The Two Kinds of Sleep
Although there are five phases of sleep, they can be classified into two types: REM, or rapid eye movement and non-REM sleep. Non-REM sleep makes up about three-quarters of your sleep and has four stages that can be distinguished on an electroencephalogram, or EEG, which is a diagnostic test that detects electrical activity in your brain. On the other hand, REM sleep is a single phase marked by high brain activity and rapid eye movement.
About REM Sleep
REM sleep is the fifth stage of sleep and the most important. During REM sleep, your body is paralyzed but your eyes move rapidly, following your gaze as you dream. In addition, there are drifting movements and other movements not seen in wakefulness.
REM sleep is when dreams occur and thus is a time of high levels of mental activity. Not only is your brain processing events of your dream and reacting to them, but it is actually creating the environment of your dream. Brain waves during REM sleep are even higher than those seen while awake.
The Four Stages of Non-REM Sleep
Your body is not paralyzed during non-REM sleep and eye movements are very slow. During non-REM sleep, your body will cycle through four distinctive phases that lead to REM sleep. During Stage 1, you are still in the process of falling completely asleep. This stage lasts less than seven minutes and is easily interrupted.
Stage 2 of non-REM sleep is the longest, comprising almost half of your night’s sleep. An EEG given at this time will show sleep spindles and K-complexes, which are brain waves that are unique to stage 2 sleep. Sleep spindles are sharp, narrow brain waves that are believed to help the sleeper block out external noise, while K-complexes are wide brain waves that are believed to support the consolidation of memories. This stage is also known as light sleep and is what makes up most of a daytime nap.

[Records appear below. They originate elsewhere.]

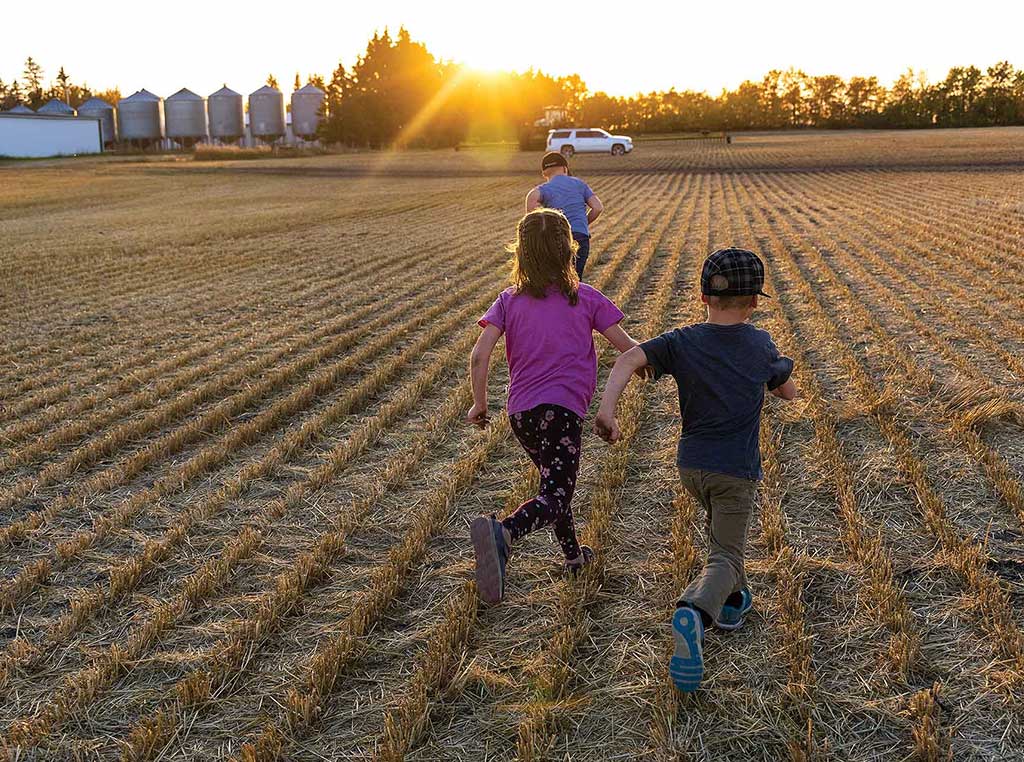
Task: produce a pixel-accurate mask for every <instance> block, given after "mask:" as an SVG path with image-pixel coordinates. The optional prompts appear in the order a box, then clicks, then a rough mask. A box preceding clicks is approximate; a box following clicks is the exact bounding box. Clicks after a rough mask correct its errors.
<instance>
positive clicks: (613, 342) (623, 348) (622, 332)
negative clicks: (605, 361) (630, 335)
mask: <svg viewBox="0 0 1024 762" xmlns="http://www.w3.org/2000/svg"><path fill="white" fill-rule="evenodd" d="M601 336H603V337H604V338H606V339H607V340H608V343H609V344H611V345H612V346H613V347H615V349H617V350H618V351H620V352H628V351H629V350H630V349H632V348H633V347H635V346H637V345H639V344H640V342H639V341H637V340H636V339H634V338H633V337H632V336H630V335H629V334H628V333H626V329H625V328H623V327H622V324H618V323H616V324H615V325H614V326H611V327H610V328H608V329H605V330H604V331H602V332H601ZM636 375H637V376H639V377H640V378H650V377H651V376H653V375H654V370H653V369H652V368H651V367H650V366H648V365H646V364H645V365H644V366H643V367H642V368H638V369H637V370H636Z"/></svg>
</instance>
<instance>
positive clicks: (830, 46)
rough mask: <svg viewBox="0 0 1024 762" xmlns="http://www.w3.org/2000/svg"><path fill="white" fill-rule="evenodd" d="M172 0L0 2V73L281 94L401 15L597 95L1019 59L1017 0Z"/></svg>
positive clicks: (843, 76)
mask: <svg viewBox="0 0 1024 762" xmlns="http://www.w3.org/2000/svg"><path fill="white" fill-rule="evenodd" d="M176 5H178V4H175V3H157V4H143V3H136V4H134V5H133V6H132V8H131V11H130V12H126V11H124V10H121V11H117V12H110V13H108V12H99V11H98V6H96V5H95V4H94V3H83V2H81V0H74V1H70V0H47V2H45V3H44V5H36V4H35V3H32V2H15V3H10V4H7V5H6V6H5V8H4V12H3V26H4V27H6V28H7V29H8V31H7V32H5V33H4V34H3V35H0V37H2V41H0V79H2V80H4V81H5V82H9V81H10V80H11V79H13V78H17V79H22V72H23V70H24V62H25V59H26V57H27V56H29V55H32V56H33V57H34V58H35V59H36V60H37V61H38V62H39V64H40V65H41V66H42V67H43V70H44V75H45V79H46V80H47V81H49V80H51V79H52V78H53V77H54V76H55V75H56V73H57V69H58V68H59V67H61V66H63V67H65V68H66V70H67V72H68V73H69V74H70V75H71V76H72V79H73V81H75V82H77V83H82V82H85V83H87V84H88V85H89V86H91V87H92V88H93V89H105V88H106V87H113V86H118V87H120V88H121V91H122V93H123V94H128V93H130V92H134V91H135V90H137V89H139V88H142V87H144V88H146V89H148V90H151V91H152V92H155V93H157V94H158V95H163V96H167V95H170V94H171V93H173V92H175V91H177V90H178V89H180V88H182V87H187V88H189V89H191V90H194V91H196V92H198V93H200V94H202V95H208V94H209V93H211V92H213V91H214V90H216V89H218V88H219V87H220V86H221V85H222V84H225V83H226V84H227V85H228V86H229V87H231V88H233V89H234V90H238V91H240V92H243V93H248V92H251V91H252V90H255V89H256V88H258V87H260V86H261V85H262V84H263V83H264V81H265V80H266V77H267V75H268V74H271V73H272V74H273V75H274V76H275V77H276V78H278V81H279V82H280V83H281V85H282V89H283V90H285V91H286V92H289V91H290V90H291V84H292V82H293V80H294V77H295V74H296V72H299V73H301V75H302V79H303V81H304V80H305V78H306V76H307V75H308V74H311V73H313V74H323V75H324V76H325V77H326V78H327V77H330V74H331V72H332V71H333V70H334V68H335V67H336V66H337V64H338V61H339V60H341V61H342V62H343V64H345V65H346V66H349V65H351V64H352V62H354V60H355V59H356V57H357V56H358V55H359V54H360V53H361V52H362V51H364V50H365V49H366V44H367V40H368V39H369V38H370V37H371V36H372V35H373V33H374V31H375V30H383V29H384V28H385V27H388V28H390V29H391V30H396V29H397V28H398V27H399V26H401V25H404V26H406V27H407V29H409V31H410V33H411V34H412V36H413V38H414V39H416V40H419V41H421V42H424V43H426V45H427V47H428V48H429V49H430V51H431V52H432V53H434V55H436V56H438V57H441V58H445V59H450V60H455V61H458V62H462V64H466V65H469V66H472V67H474V68H478V69H484V70H513V71H524V70H526V69H529V68H535V69H540V70H543V71H545V72H547V73H549V74H553V75H556V76H557V75H564V74H573V73H575V74H580V75H581V76H582V77H583V79H584V80H585V81H586V83H587V85H588V87H589V89H590V90H591V91H598V90H603V91H604V92H607V93H609V94H612V95H630V94H634V93H636V92H649V91H651V90H667V89H669V88H671V87H675V88H677V89H680V90H683V89H692V90H707V91H709V92H710V93H712V94H717V93H718V92H720V91H721V89H722V88H723V87H728V88H732V87H735V86H736V85H737V84H739V83H740V82H742V81H743V80H744V79H755V80H757V79H760V78H761V76H762V75H763V74H764V73H765V72H767V71H768V70H770V69H786V68H788V67H795V68H797V69H802V70H804V71H805V72H807V73H808V74H838V75H840V76H842V77H844V78H848V77H850V76H852V75H863V76H870V75H874V76H877V77H879V79H880V80H881V81H882V82H883V83H884V84H889V83H891V82H892V81H893V80H895V79H896V78H897V77H898V76H899V75H900V74H901V73H902V72H904V71H905V70H906V69H907V68H908V67H912V68H913V69H915V70H924V71H925V72H926V74H927V76H928V78H929V79H930V80H933V81H934V80H939V79H942V78H944V77H945V74H946V72H947V71H948V70H949V68H950V67H952V66H969V65H974V66H977V67H979V68H981V69H985V68H986V67H988V66H990V65H992V64H994V62H996V61H998V60H1010V61H1011V62H1012V64H1014V65H1015V66H1016V67H1018V68H1024V41H1022V39H1024V38H1022V36H1021V30H1022V29H1024V0H975V1H974V2H970V3H964V2H963V1H961V2H949V1H948V0H932V2H920V1H919V0H909V1H906V2H903V1H901V0H858V2H836V1H835V0H831V1H829V0H819V1H818V2H807V1H805V0H787V1H786V2H765V1H764V0H761V1H760V2H753V1H750V0H731V2H721V1H719V2H710V1H709V0H703V1H702V2H689V1H688V0H675V1H673V2H658V3H653V2H646V3H645V2H636V1H631V0H615V1H614V2H605V1H604V0H591V1H589V2H580V1H579V0H568V2H559V0H549V1H548V2H537V1H536V0H534V1H530V0H516V1H514V2H505V3H501V2H481V1H480V0H476V2H463V1H462V0H459V1H454V2H443V1H442V0H434V2H425V1H423V0H420V1H419V2H415V1H414V2H410V1H406V0H376V2H370V3H365V2H359V3H352V2H348V1H346V0H332V1H330V2H323V1H322V0H305V1H304V2H301V3H294V2H293V3H281V2H274V3H261V2H250V3H213V4H211V5H206V6H203V5H195V4H185V5H180V6H179V7H178V8H176V7H175V6H176ZM36 29H40V31H39V32H38V33H35V32H34V30H36ZM9 30H17V32H16V34H15V33H11V32H10V31H9Z"/></svg>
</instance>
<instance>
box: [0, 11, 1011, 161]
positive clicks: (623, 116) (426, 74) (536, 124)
mask: <svg viewBox="0 0 1024 762" xmlns="http://www.w3.org/2000/svg"><path fill="white" fill-rule="evenodd" d="M308 81H309V82H311V83H312V84H315V85H317V86H319V87H321V88H322V89H324V90H325V92H326V98H325V103H324V110H323V116H324V119H323V120H322V124H321V135H319V136H321V138H322V139H323V140H324V141H325V142H328V143H339V144H345V145H351V146H369V147H384V146H392V145H394V146H427V147H438V146H451V145H458V144H460V143H462V142H465V141H467V140H498V139H509V138H516V137H518V138H519V140H520V143H522V144H528V143H530V142H531V141H535V140H536V139H537V137H538V135H539V134H543V132H544V131H545V130H547V129H548V128H549V127H556V126H565V125H570V124H586V125H588V126H595V127H604V128H605V129H608V130H616V131H617V130H622V131H629V132H631V133H634V134H644V133H666V132H680V131H694V130H730V131H737V130H767V129H796V128H810V127H814V128H826V129H840V128H921V127H980V126H994V125H1020V124H1024V70H1018V69H1015V68H1014V67H1013V66H1012V65H1011V64H1010V62H1009V61H999V62H997V64H994V65H993V66H991V67H989V68H988V69H986V70H984V71H982V70H981V69H978V68H977V67H973V66H970V67H954V68H952V69H950V70H949V72H948V74H947V75H946V77H945V79H943V80H941V81H938V82H929V81H928V80H927V78H926V77H925V75H924V73H922V72H914V71H913V70H908V71H907V72H906V73H904V74H903V75H902V76H901V77H900V78H899V79H897V80H896V82H894V83H893V84H892V85H891V86H888V87H887V86H885V85H883V84H882V83H880V82H879V80H878V78H877V77H851V78H849V79H843V78H842V77H839V76H837V75H808V74H806V73H805V72H802V71H800V70H797V69H788V70H786V71H779V70H772V71H770V72H768V73H767V74H766V75H764V77H762V78H761V79H759V80H749V81H745V82H743V83H742V84H740V85H739V86H738V87H736V88H735V89H731V90H730V89H724V90H723V91H722V92H721V93H720V94H718V95H710V94H708V93H707V92H696V91H692V90H676V89H671V90H668V91H660V92H649V93H647V94H637V95H633V96H626V97H620V96H611V95H607V94H606V93H604V92H600V91H597V92H592V91H591V90H590V89H589V88H588V86H587V84H586V83H585V82H584V81H583V80H582V79H581V78H580V77H579V76H578V75H569V76H563V77H553V76H551V75H548V74H545V73H543V72H539V71H535V70H529V71H527V72H518V73H517V72H507V73H500V74H484V73H480V72H475V71H473V70H471V69H468V68H466V67H462V66H459V65H457V64H454V62H451V61H446V60H443V59H441V58H437V57H436V56H434V55H433V54H432V53H431V52H430V51H429V50H428V49H427V47H426V45H425V44H423V43H422V42H417V41H415V40H413V39H412V37H411V36H410V34H409V32H408V31H407V30H406V29H403V28H402V29H400V30H399V31H398V33H397V34H396V35H394V36H392V35H391V34H390V33H389V32H388V31H387V30H385V31H384V32H383V33H375V34H374V36H373V38H372V39H371V40H370V41H369V43H368V44H367V49H366V51H365V52H364V53H362V54H361V55H359V56H358V57H357V59H356V60H355V62H354V64H353V65H352V66H351V67H350V68H345V67H344V66H343V65H342V64H340V62H339V65H338V67H337V68H336V69H335V70H334V72H333V73H332V74H331V76H330V78H326V77H323V76H319V75H312V76H310V77H309V78H308ZM268 82H272V83H273V84H274V85H276V80H275V79H273V77H272V76H271V77H270V78H268ZM298 83H299V79H298V76H296V86H298ZM91 95H98V96H100V97H104V99H108V100H110V101H111V102H116V101H117V99H118V98H119V97H120V93H119V92H118V90H117V89H116V88H115V89H110V90H105V91H101V92H93V91H90V89H89V88H88V86H86V85H78V84H76V83H74V82H73V81H72V79H71V77H70V76H68V75H67V73H66V72H65V69H63V68H62V67H61V68H60V70H59V72H58V74H57V76H56V79H55V80H54V81H52V82H51V83H50V84H49V85H44V83H43V71H42V69H41V68H40V67H39V65H38V64H36V61H34V60H33V59H32V58H29V59H28V60H27V61H26V67H25V72H24V73H23V77H22V80H20V81H17V80H14V81H13V82H11V83H10V84H5V83H4V82H3V81H2V80H0V109H10V108H11V107H13V105H14V104H16V103H18V102H26V103H27V104H28V105H30V107H32V108H33V109H38V108H39V105H41V104H42V103H44V102H46V101H47V100H49V99H50V98H52V97H57V98H59V99H60V100H63V101H66V102H68V103H70V104H71V105H72V107H77V105H78V104H80V103H81V102H82V101H84V100H86V99H87V98H88V97H90V96H91ZM546 107H557V108H558V109H559V110H560V111H561V114H562V118H561V119H560V120H559V122H547V123H543V124H539V123H538V121H539V120H540V119H541V117H542V116H543V115H544V110H545V108H546Z"/></svg>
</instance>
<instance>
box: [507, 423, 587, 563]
mask: <svg viewBox="0 0 1024 762" xmlns="http://www.w3.org/2000/svg"><path fill="white" fill-rule="evenodd" d="M509 421H510V422H511V424H512V431H513V432H514V433H515V435H516V438H517V439H518V440H519V443H520V444H521V446H522V448H523V450H525V451H526V454H527V455H528V456H529V457H530V459H531V460H532V461H534V463H535V464H537V467H538V469H539V470H540V471H541V492H540V494H539V495H538V496H537V497H536V498H531V499H530V500H527V501H526V502H525V503H523V504H522V505H520V506H519V507H518V508H517V509H516V511H515V513H513V514H512V515H510V516H507V517H506V518H505V519H503V520H502V524H503V525H504V526H505V528H507V530H508V531H509V532H510V533H511V534H512V540H513V541H516V540H518V539H519V538H521V537H523V536H525V535H528V534H529V533H530V532H535V531H537V530H540V528H543V527H545V526H548V525H552V526H553V528H554V531H555V537H556V538H558V543H559V544H560V545H561V546H562V552H563V553H564V554H565V558H566V559H568V560H571V559H573V558H577V557H578V556H579V555H580V543H579V542H577V537H575V526H574V524H573V522H572V506H571V505H570V504H571V502H572V491H573V490H574V489H575V481H577V472H578V471H579V470H580V450H581V448H582V443H583V419H582V418H580V416H578V415H577V414H575V413H573V412H572V411H570V410H566V409H565V408H562V407H560V406H558V405H539V406H537V407H536V408H530V409H529V410H527V411H523V412H522V413H513V414H512V415H511V416H509Z"/></svg>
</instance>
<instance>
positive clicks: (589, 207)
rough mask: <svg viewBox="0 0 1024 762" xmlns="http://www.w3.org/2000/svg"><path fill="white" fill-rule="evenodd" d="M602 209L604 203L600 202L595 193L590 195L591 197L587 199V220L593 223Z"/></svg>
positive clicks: (598, 216)
mask: <svg viewBox="0 0 1024 762" xmlns="http://www.w3.org/2000/svg"><path fill="white" fill-rule="evenodd" d="M603 211H604V204H602V203H601V200H600V199H598V198H597V194H593V195H591V197H590V198H589V199H587V222H588V223H593V222H594V221H595V220H596V219H597V218H598V217H600V216H601V213H602V212H603Z"/></svg>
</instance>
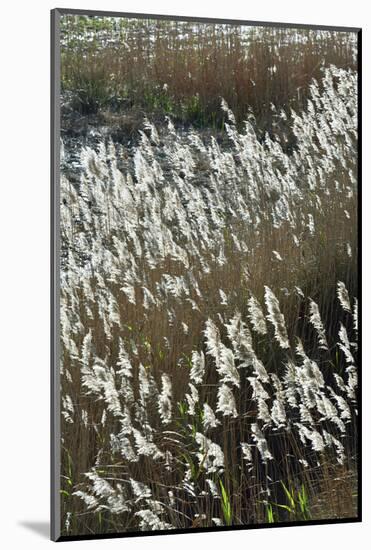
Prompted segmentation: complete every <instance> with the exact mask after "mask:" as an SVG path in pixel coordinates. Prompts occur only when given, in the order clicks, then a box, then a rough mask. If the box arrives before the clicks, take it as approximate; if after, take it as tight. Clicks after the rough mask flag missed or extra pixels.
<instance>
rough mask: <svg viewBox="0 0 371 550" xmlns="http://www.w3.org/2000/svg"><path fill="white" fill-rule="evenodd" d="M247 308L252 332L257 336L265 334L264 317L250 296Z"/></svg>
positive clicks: (256, 303) (266, 333)
mask: <svg viewBox="0 0 371 550" xmlns="http://www.w3.org/2000/svg"><path fill="white" fill-rule="evenodd" d="M247 308H248V310H249V315H248V316H249V319H250V321H251V324H252V326H253V328H254V330H255V331H256V332H257V333H258V334H262V335H264V334H267V324H266V322H265V317H264V313H263V310H262V308H261V307H260V304H259V302H258V300H257V299H256V298H254V296H251V298H250V299H249V301H248V302H247Z"/></svg>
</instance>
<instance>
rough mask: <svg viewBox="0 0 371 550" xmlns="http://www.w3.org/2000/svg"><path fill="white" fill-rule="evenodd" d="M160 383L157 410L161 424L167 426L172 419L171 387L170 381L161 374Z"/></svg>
mask: <svg viewBox="0 0 371 550" xmlns="http://www.w3.org/2000/svg"><path fill="white" fill-rule="evenodd" d="M161 381H162V391H161V393H160V397H159V402H158V410H159V413H160V418H161V420H162V422H163V424H169V423H170V422H171V419H172V404H171V398H172V385H171V380H170V378H169V376H168V375H167V374H163V375H162V376H161Z"/></svg>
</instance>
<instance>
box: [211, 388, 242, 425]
mask: <svg viewBox="0 0 371 550" xmlns="http://www.w3.org/2000/svg"><path fill="white" fill-rule="evenodd" d="M216 410H217V412H220V413H222V414H223V416H232V417H234V418H237V416H238V413H237V408H236V400H235V398H234V395H233V392H232V390H231V388H230V387H229V386H227V384H222V385H221V386H219V389H218V403H217V407H216Z"/></svg>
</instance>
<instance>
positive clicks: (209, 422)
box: [202, 403, 220, 431]
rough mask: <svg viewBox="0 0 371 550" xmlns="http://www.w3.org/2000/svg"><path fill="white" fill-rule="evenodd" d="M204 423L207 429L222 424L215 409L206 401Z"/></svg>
mask: <svg viewBox="0 0 371 550" xmlns="http://www.w3.org/2000/svg"><path fill="white" fill-rule="evenodd" d="M202 423H203V425H204V428H205V431H207V430H209V429H210V428H216V427H217V426H218V425H220V422H219V420H218V419H217V418H216V416H215V413H214V411H213V409H212V408H211V407H210V405H208V404H207V403H204V407H203V417H202Z"/></svg>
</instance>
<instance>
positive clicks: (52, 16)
mask: <svg viewBox="0 0 371 550" xmlns="http://www.w3.org/2000/svg"><path fill="white" fill-rule="evenodd" d="M50 15H51V43H50V63H51V82H50V110H51V113H50V115H51V116H50V132H51V134H50V138H51V139H50V171H51V174H50V175H51V187H50V200H51V209H50V216H51V219H50V260H51V261H50V266H51V273H50V292H51V300H50V303H51V311H50V321H51V322H50V331H51V342H50V354H51V356H50V378H51V394H50V407H51V408H50V428H51V429H50V454H51V465H50V489H51V491H50V538H51V540H53V541H57V540H58V539H59V537H60V535H61V513H60V464H61V453H60V451H61V449H60V436H61V433H60V373H59V357H60V323H59V316H60V312H59V309H60V308H59V306H60V304H59V285H60V280H59V263H60V253H59V252H60V242H59V227H60V223H59V195H60V190H59V189H60V187H59V182H60V139H59V137H60V15H61V14H60V10H59V9H54V10H51V12H50Z"/></svg>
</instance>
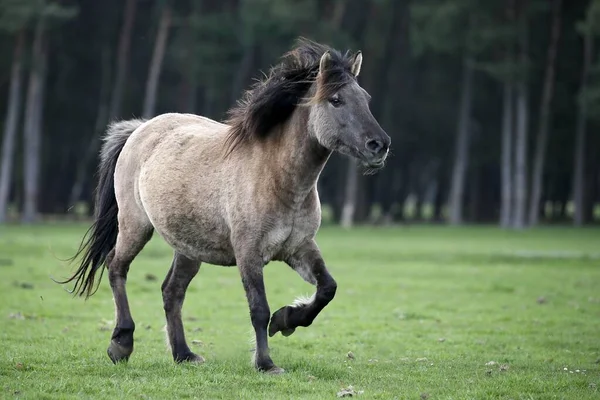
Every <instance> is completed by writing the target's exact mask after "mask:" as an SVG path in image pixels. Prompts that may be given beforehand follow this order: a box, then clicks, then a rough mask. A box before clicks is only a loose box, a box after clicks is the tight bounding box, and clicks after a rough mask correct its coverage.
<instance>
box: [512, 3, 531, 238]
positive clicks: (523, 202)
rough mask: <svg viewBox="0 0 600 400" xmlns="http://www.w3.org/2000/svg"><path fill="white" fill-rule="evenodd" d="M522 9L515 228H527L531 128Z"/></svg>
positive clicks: (522, 5) (526, 45) (515, 190)
mask: <svg viewBox="0 0 600 400" xmlns="http://www.w3.org/2000/svg"><path fill="white" fill-rule="evenodd" d="M522 6H523V10H521V14H522V15H521V17H520V18H521V37H520V56H519V58H520V62H519V63H520V68H521V71H522V76H521V77H520V79H519V81H518V83H517V86H516V94H517V104H516V107H517V110H516V125H517V126H516V128H517V129H516V130H517V135H516V140H515V167H514V171H513V173H514V196H515V204H514V212H513V221H512V226H513V228H515V229H523V228H525V221H526V216H525V213H526V209H527V140H528V138H527V136H528V128H529V104H528V103H529V94H528V89H527V78H526V76H527V74H526V68H527V51H528V48H527V44H528V43H527V29H526V26H525V24H526V22H527V17H526V14H525V10H524V8H525V7H524V5H522Z"/></svg>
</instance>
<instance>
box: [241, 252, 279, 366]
mask: <svg viewBox="0 0 600 400" xmlns="http://www.w3.org/2000/svg"><path fill="white" fill-rule="evenodd" d="M238 265H239V270H240V274H241V276H242V283H243V285H244V290H245V291H246V298H247V299H248V305H249V307H250V319H251V320H252V326H253V327H254V333H255V335H256V350H255V353H254V366H255V368H256V369H257V370H259V371H262V372H266V373H269V374H281V373H283V372H284V370H283V369H282V368H279V367H277V366H276V365H275V363H273V360H272V359H271V356H270V355H269V343H268V336H267V327H268V325H269V317H270V315H271V311H270V310H269V303H268V302H267V294H266V292H265V283H264V279H263V266H264V263H263V262H262V260H260V258H258V257H257V258H253V259H243V258H242V259H240V263H239V264H238Z"/></svg>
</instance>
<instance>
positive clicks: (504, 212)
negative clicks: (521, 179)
mask: <svg viewBox="0 0 600 400" xmlns="http://www.w3.org/2000/svg"><path fill="white" fill-rule="evenodd" d="M502 108H503V110H502V172H501V179H502V203H501V206H500V226H501V227H502V228H509V227H510V225H511V218H512V213H513V209H512V208H513V186H512V184H513V182H512V177H513V174H512V161H513V160H512V149H513V143H512V141H513V129H514V117H513V110H514V86H513V84H512V82H505V83H504V101H503V106H502Z"/></svg>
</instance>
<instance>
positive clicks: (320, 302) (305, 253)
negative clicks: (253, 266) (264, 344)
mask: <svg viewBox="0 0 600 400" xmlns="http://www.w3.org/2000/svg"><path fill="white" fill-rule="evenodd" d="M288 264H289V265H290V266H291V267H292V268H293V269H294V270H295V271H296V272H298V274H300V276H302V278H304V280H306V281H307V282H309V283H312V284H313V285H316V286H317V292H316V293H315V295H314V296H313V297H312V298H311V299H310V300H309V301H307V302H299V303H298V304H295V305H291V306H285V307H282V308H280V309H279V310H277V311H275V313H273V316H272V317H271V323H270V324H269V336H274V335H275V334H276V333H277V332H281V334H282V335H283V336H289V335H291V334H292V333H294V331H295V330H296V328H297V327H299V326H302V327H307V326H310V325H311V324H312V323H313V321H314V320H315V318H316V317H317V315H319V313H320V312H321V311H322V310H323V308H325V306H327V304H329V302H330V301H331V300H333V298H334V297H335V292H336V290H337V283H336V282H335V280H334V279H333V277H332V276H331V275H330V274H329V272H328V271H327V268H326V267H325V262H324V261H323V257H321V253H320V251H319V250H318V248H317V246H316V245H315V244H314V243H312V242H311V243H310V245H309V246H307V248H304V249H302V250H301V251H299V252H298V253H297V254H296V255H295V256H294V257H292V258H291V259H290V260H289V261H288Z"/></svg>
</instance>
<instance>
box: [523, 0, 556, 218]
mask: <svg viewBox="0 0 600 400" xmlns="http://www.w3.org/2000/svg"><path fill="white" fill-rule="evenodd" d="M561 6H562V0H554V1H553V7H552V15H553V17H552V33H551V38H550V44H549V45H548V55H547V59H546V74H545V77H544V86H543V88H542V101H541V104H540V116H539V118H540V120H539V125H538V133H537V139H536V148H535V158H534V163H533V176H532V182H531V183H532V191H531V197H530V199H529V200H530V203H529V225H530V226H535V225H537V224H538V222H539V215H540V200H541V197H542V183H543V175H544V163H545V156H546V147H547V142H548V125H549V122H550V104H551V102H552V97H553V93H554V73H555V69H556V66H555V64H556V53H557V50H558V41H559V39H560V30H561V29H560V27H561Z"/></svg>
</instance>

Stages 3 and 4 are known as slow wave sleep due to slow, high amplitude brain waves. Stage 3 brain waves have fewer of these slow waves as the body builds up to Stage 4 when slow waves make up more than half of all brain activity. These stages are both considered deep sleep.
Cycling Through REM and non-REM Sleep
Throughout the night, you go through several complete sleep cycles. Your body will go through Stages 1-4 of non-REM sleep and then a short period of REM in the first cycle. The first cycle lasts around 90 minutes total. Successive sleep cycles will have much longer periods of REM sleep, as long as two hours.
What About Naps?
Napping can be a great way of improving your mental function if done the right way. When people wake up out of Stages 3 or 4 sleep, they are often more tired and groggy than when they fell asleep, a state known as sleep inertia. Because of this, doctors and researchers in chronobiology recommend that people nap a specific amount of time. A 15-20 minute nap, which takes you through Stages 1 and 2, will make you less tired. If possible, a 90-minute nap will leave you even more refreshed as you can go through a complete sleep cycle. However, other lengths of nap will likely leave you feeling even worse.
Over the years, sleep phases change in length, with REM sleep length steadily decreasing as we age. However, healthy sleep will still follow this general pattern. Failing to get at least two complete sleep cycles will leave you feeling exhausted and have negative effects on both your function and health. Maintaining a healthy circadian rhythm, including a healthy sleep schedule, is important for psychological and biological health.